Bi pazar akşamı çöken rehavet üstü. Sıcak bi çay içip mayış kanepeye düştün. Uyudun, orda sabaha kadar üşümüşsün. Tam öyle bi vakitte işte evlenmeyi düşünürsün.
erkekler için bu an ne zamandır bilinmez. bir erkeğin öyle bir anına denk gelirsiniz ki sizi hiç tanımadığı halde sizinle evlenmek isteyebilir ama bazen öyle bir erkekle karşılaşırsınız ki yıllardır beraber olduğunuz halde sizinle evlenmeyi düşünmez. bilinmeyen zamandan bilinmeyen şekillerde çıkagelen bir andır o an.

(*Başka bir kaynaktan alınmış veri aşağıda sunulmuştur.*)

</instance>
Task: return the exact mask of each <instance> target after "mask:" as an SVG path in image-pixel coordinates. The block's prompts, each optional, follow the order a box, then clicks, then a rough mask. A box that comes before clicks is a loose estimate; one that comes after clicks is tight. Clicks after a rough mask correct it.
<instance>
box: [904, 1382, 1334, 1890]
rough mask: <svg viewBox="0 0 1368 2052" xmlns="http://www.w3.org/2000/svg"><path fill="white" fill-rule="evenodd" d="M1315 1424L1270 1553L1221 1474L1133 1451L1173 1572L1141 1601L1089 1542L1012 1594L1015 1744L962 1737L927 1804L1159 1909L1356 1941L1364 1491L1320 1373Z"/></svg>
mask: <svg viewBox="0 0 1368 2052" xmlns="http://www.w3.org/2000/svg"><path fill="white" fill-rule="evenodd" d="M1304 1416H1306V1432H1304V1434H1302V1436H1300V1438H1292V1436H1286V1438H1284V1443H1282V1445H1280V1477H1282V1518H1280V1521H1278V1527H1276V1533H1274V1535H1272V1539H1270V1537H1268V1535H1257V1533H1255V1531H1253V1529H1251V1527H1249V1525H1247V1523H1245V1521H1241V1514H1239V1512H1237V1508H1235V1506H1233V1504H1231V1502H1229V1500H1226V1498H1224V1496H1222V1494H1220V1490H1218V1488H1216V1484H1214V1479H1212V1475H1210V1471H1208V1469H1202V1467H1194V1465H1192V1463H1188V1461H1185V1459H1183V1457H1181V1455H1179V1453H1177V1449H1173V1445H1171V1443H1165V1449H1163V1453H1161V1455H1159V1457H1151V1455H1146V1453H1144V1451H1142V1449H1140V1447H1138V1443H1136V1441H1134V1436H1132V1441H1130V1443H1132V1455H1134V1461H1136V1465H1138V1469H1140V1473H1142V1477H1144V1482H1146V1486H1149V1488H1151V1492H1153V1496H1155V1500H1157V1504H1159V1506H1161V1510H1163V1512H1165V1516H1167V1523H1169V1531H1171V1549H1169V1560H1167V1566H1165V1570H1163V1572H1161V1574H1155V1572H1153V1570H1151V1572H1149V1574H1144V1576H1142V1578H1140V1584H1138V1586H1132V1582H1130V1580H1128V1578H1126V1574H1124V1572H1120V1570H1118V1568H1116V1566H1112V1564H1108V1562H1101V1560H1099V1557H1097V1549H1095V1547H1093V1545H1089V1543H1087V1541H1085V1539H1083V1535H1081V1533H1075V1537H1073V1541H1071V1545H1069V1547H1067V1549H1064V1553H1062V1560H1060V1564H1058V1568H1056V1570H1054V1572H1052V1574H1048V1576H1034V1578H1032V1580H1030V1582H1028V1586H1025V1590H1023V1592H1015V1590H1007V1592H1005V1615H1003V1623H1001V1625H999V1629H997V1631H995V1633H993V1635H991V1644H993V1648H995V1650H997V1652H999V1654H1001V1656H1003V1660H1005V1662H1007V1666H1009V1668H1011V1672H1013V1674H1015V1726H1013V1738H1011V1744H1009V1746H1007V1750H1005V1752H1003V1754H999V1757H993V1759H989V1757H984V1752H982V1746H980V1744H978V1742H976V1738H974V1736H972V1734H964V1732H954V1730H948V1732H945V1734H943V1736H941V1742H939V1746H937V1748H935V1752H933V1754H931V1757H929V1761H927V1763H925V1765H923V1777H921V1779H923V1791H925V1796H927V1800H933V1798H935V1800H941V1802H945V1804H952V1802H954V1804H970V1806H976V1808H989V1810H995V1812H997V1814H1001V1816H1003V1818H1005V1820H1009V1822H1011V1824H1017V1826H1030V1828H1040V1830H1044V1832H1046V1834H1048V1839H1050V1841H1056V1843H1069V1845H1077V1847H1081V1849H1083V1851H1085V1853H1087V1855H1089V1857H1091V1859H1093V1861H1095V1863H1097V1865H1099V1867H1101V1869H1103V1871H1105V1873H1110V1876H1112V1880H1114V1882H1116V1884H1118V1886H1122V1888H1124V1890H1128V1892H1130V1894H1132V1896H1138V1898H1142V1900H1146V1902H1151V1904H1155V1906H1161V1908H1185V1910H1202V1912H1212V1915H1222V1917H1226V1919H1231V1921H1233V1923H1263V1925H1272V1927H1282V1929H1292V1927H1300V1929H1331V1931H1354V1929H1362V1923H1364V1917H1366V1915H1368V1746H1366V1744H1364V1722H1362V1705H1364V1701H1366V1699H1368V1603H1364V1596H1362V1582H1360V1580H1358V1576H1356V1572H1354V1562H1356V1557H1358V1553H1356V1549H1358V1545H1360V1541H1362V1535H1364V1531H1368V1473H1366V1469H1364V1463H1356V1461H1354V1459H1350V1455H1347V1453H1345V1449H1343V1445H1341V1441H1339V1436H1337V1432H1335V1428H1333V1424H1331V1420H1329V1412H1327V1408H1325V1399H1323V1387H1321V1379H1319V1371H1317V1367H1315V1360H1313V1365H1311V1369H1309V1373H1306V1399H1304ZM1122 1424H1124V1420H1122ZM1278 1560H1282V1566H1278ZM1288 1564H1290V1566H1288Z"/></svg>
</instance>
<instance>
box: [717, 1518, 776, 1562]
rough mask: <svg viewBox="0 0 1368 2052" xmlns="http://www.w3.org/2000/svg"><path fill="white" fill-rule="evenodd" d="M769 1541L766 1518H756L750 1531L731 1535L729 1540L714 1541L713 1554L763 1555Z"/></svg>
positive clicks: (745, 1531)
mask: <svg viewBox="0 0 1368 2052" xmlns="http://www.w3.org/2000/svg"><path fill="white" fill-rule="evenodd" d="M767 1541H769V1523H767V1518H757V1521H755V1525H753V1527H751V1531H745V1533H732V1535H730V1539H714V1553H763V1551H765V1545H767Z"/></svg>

sevgililer böle hamster kafesi gibi gelmeye başlar insana.. dönüp dönüp duruyosun kinetik enerji var , devinim var , ısı enerjisi var her bi bok var ama şey eksik.. bişi..
süreklilik stabilite.. bunu farkedince bari evleniyim der insan..
bi de kişisel romantik hayaller.. ben mesela datçada ev alıcaktım fantezimde.. sonra badem yetiştiricektim.. bi de bahçeye kendim kadar büyük bi şişe alıcaktım sürahi gibi çok büyük ama.. içine kocamla çocuklarımla içtiğim şarap şişelerimin mantarlarını atıcaktım..
yani ne için evlenmek istiyomuşum ? şarap mantarı toplamak için..
tamamen tanıyarak evlenmek: sıkıcıdır.
zart diye evlenmek: heyecanlıdır.
bu sebeplerle görücü usulüyle evlenenlerin ilişkiler uzun olmuştur.
kısaca o anı beklemeyin, seviyosanız ve şartlar da uygunsa basın nikahı.
yolda yürürken minicik, sarı ve kıvırcık saçları olan bir erkek çocuğu görüldüğünde o anın gelmiş olduğu ayrıca daha çok erken olduğunu kişi aynı anda hatırlar.